Menurut Sitepu, dkk., (2009) melalui komunikasi dapat ditampilkan gambaran
mengenani keadaan lingkungan lengkap dengan segala argumen ilmiah. Argumentasi legal dan
argumentasi moral. Dengan demikian, diharapkan akan terjadi perubahan perilaku manusia yang
lebih baik. Bagaimanapun manusia dan masyarakat memiliki nilai-nilai dan akal sehat yang
mampu diajak bekerja sama memikirkan dan mempratekkan pola perilaku yang lebih kondusif di
dalam lingkungannya yang rawan akan bencana. hal-hal yang perlu diperhatikan agar sosialisasi
efektif adalah:
1) Kenali setiap sasaran dengan baik: hal ini dimaksudkan bahwa ketika kegiatan sosialisasi
akan dilakukan hendaknya kita mengenali subjek dan objek yang akan kita beri informasi, ini
penting karena semakin kita mengenalinya maka akan mempermudah dilakukan kegiatan
sosialisasi.

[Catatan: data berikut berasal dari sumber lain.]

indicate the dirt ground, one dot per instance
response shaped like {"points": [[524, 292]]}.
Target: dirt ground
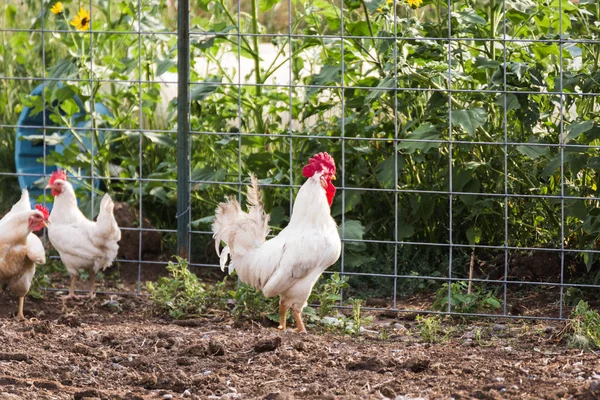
{"points": [[114, 347]]}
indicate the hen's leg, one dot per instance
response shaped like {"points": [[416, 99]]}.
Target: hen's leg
{"points": [[298, 317], [282, 315], [20, 315], [92, 284]]}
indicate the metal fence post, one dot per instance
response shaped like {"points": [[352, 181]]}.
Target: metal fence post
{"points": [[183, 154]]}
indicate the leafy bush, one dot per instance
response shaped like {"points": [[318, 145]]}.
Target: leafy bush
{"points": [[584, 325], [478, 301], [183, 295], [379, 102]]}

Tentunya ini akan berbeda jika kita tidak mengenal objek dan subjek sasaran
sosialisasi.
2) Fokuskan pada upaya merubah perilaku: sosialisai yang baik adalah berusaha untuk merubah
perilaku dari yang sebelumnya kurang atau belum baik menuju ke perilaku yang lebih baik
dari senbelumnya, kaitannya dengan kebencanaan yakni perubahan perilaku ke arah sadar dan
tanggap terhadap bencana.
3) Kembangkan pesan-pesan yang mudah dimengerti, dalam sosialisasi hendaknya
menggunakan bahasa yang mudah dimengerti oleh semua kalangan, hal ini akan
mempermudah penyampaian pesan, karena dengan bahasa yang mudah dimengerti mereka
subjek sasaran sosialisasi juga akan semakin mudah faham dan akhirnya mampu menafsirkan
isi sosialisasi dan melaksanakan pesan tersebut.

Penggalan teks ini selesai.